年賀状といえば、お正月の風物詩。はがきで送る人は減っているようですが、メッセージングアプリなどで新年のあいさつを送っている人はまだまだ多いのでは?
このような慣習の歴史は古く、約1000年前にはすでに“書き方紹介ブック”も現れていたのだとか。今回は年賀状の雑学をご紹介します。

解説
“日本最古の年賀状”として知られているのは、平安時代の文人・藤原明衡(あきひら)が著した「明衡(めいこう)往来」という手紙の模範文例集に掲載されている文章。明衡の没年は1066年とされており、今から約1000年前には新年のあいさつを書いた手紙の文例が存在していたことになります。
ただ、年賀状が一般化したのは、郵便制度がスタートした明治時代以降といわれています。
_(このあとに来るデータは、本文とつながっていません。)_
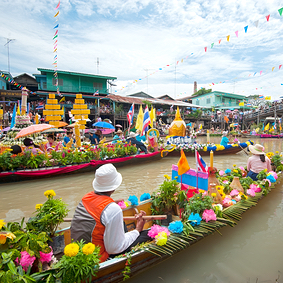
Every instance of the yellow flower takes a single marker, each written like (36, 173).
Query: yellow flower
(167, 177)
(2, 239)
(49, 193)
(88, 248)
(71, 249)
(38, 206)
(2, 223)
(161, 238)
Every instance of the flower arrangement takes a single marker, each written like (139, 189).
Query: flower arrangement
(49, 215)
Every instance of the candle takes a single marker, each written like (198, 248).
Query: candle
(211, 159)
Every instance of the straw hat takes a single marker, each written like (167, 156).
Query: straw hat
(106, 179)
(256, 149)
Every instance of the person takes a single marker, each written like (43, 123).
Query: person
(118, 137)
(140, 137)
(30, 146)
(139, 145)
(257, 162)
(99, 219)
(224, 140)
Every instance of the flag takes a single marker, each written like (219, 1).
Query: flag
(130, 115)
(146, 121)
(183, 165)
(14, 116)
(201, 166)
(139, 121)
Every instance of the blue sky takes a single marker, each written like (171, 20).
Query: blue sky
(130, 37)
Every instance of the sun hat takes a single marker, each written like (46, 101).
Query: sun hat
(106, 179)
(256, 149)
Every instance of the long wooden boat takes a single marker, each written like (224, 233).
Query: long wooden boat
(47, 172)
(148, 256)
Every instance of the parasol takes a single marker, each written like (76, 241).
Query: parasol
(33, 129)
(103, 125)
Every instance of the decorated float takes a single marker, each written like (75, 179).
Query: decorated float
(177, 141)
(199, 206)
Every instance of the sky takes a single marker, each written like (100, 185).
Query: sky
(154, 46)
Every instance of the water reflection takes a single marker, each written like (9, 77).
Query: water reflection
(250, 252)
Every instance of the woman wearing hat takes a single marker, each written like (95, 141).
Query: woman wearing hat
(99, 219)
(258, 162)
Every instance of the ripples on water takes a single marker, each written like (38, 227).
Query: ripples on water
(250, 252)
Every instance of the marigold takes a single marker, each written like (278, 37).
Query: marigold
(2, 239)
(88, 248)
(71, 249)
(2, 223)
(49, 193)
(38, 206)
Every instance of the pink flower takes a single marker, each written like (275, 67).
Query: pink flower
(46, 257)
(251, 192)
(122, 204)
(26, 260)
(234, 193)
(208, 215)
(155, 229)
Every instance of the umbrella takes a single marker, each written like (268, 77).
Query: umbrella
(33, 129)
(54, 130)
(103, 125)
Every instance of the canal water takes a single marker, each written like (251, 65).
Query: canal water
(252, 251)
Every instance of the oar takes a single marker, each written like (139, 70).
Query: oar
(146, 217)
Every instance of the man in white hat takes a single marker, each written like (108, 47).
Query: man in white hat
(99, 219)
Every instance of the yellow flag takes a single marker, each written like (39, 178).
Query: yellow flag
(18, 110)
(183, 165)
(139, 122)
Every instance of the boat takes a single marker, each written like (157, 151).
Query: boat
(204, 150)
(148, 256)
(46, 172)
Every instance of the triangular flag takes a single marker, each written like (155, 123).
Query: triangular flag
(183, 165)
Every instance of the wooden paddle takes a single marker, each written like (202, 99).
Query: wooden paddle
(146, 217)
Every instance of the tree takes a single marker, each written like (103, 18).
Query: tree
(202, 91)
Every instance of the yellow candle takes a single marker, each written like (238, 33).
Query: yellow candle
(211, 159)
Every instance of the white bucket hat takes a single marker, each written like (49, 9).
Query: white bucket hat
(106, 179)
(256, 149)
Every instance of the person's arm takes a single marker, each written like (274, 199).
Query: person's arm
(115, 238)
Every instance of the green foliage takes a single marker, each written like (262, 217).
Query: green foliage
(75, 269)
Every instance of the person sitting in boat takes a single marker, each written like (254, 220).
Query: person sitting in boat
(140, 137)
(257, 162)
(52, 144)
(99, 219)
(118, 137)
(140, 146)
(224, 140)
(30, 146)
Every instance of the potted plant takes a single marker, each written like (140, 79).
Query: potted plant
(47, 219)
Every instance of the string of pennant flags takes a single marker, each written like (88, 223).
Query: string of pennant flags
(228, 37)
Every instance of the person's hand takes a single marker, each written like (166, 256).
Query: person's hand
(140, 220)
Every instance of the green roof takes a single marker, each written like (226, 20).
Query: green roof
(77, 74)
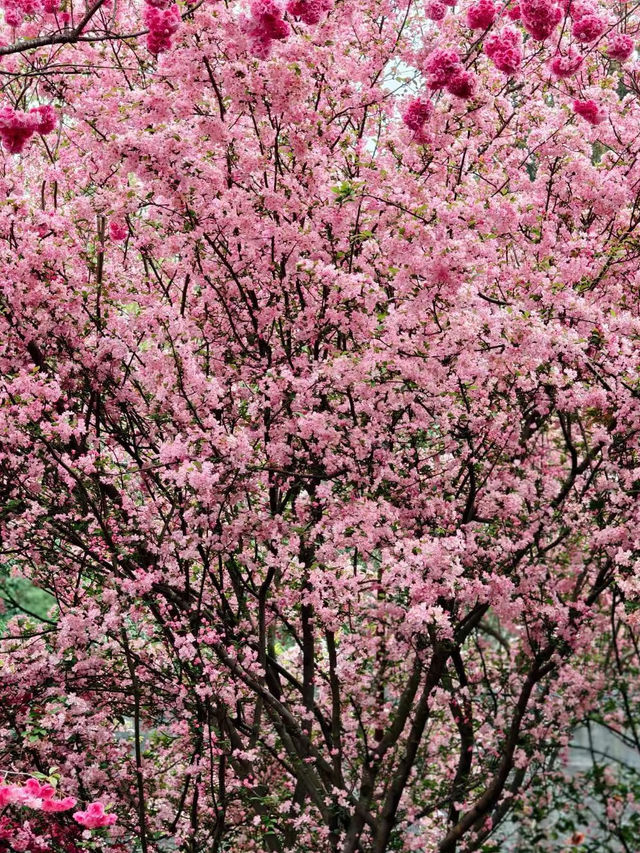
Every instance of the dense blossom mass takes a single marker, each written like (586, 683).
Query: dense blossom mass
(319, 425)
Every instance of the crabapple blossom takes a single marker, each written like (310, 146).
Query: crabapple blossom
(319, 423)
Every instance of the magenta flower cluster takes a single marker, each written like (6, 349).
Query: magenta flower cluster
(17, 127)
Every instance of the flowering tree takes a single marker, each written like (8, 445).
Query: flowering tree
(319, 410)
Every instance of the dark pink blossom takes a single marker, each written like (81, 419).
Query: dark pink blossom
(589, 111)
(441, 65)
(620, 46)
(588, 28)
(481, 15)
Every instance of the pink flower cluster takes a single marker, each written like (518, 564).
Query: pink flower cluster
(504, 48)
(265, 26)
(17, 127)
(34, 795)
(117, 231)
(588, 28)
(38, 796)
(481, 15)
(589, 110)
(435, 10)
(15, 11)
(444, 70)
(162, 18)
(417, 114)
(94, 817)
(540, 17)
(309, 11)
(620, 46)
(565, 66)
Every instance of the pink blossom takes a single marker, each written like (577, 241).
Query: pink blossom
(481, 15)
(162, 24)
(117, 231)
(588, 28)
(94, 816)
(51, 805)
(435, 10)
(309, 11)
(45, 118)
(565, 66)
(441, 65)
(620, 46)
(504, 48)
(265, 26)
(540, 17)
(462, 84)
(589, 110)
(418, 112)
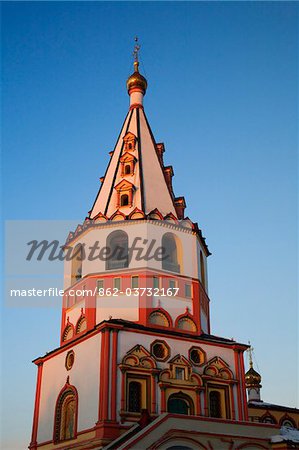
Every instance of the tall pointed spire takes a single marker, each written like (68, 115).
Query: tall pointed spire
(136, 178)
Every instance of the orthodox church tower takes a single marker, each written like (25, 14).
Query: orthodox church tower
(135, 339)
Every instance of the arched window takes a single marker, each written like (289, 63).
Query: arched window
(66, 415)
(68, 333)
(287, 422)
(202, 270)
(159, 318)
(268, 418)
(170, 258)
(180, 404)
(124, 200)
(81, 325)
(117, 244)
(134, 396)
(77, 258)
(215, 404)
(187, 324)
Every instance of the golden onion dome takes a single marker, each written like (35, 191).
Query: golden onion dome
(136, 80)
(252, 378)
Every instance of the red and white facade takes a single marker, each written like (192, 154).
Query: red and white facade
(146, 352)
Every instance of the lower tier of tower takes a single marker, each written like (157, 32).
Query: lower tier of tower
(103, 381)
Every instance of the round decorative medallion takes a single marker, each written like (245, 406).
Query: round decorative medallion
(69, 360)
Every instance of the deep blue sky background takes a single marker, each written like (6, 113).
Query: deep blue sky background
(222, 95)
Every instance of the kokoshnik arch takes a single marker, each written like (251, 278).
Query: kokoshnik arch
(141, 369)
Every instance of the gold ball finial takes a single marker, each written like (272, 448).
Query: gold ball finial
(136, 81)
(252, 377)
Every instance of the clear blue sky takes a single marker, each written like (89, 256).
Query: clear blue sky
(222, 96)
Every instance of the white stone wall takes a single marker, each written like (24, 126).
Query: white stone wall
(84, 376)
(150, 231)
書くタイミングは現在と違っており、明治時代の一般家庭では、親族、近所の人などと顔を合わせる「年始回り」を済ませてから、年賀状を書く場合が多かったそうです。
郵政研究所付属資料館によると、年賀状が普及した背景にあるのは交流関係の拡大。社会の発展に伴い、直接会うことが難しい人が増えていくなかで、人間関係を維持するために広く利用されるようになったといいます。「年賀状=年始回りの代わり」と捉えると、お正月に書くのはむしろ自然なのでは?
逆に考えると「年賀状=正月に届くように、年末からはがきを用意するもの」という現代の認識は、ちょっと不思議かもしれません。「明けましておめでとう」などと書かれたはがきを、年が明ける前から準備しているわけですから。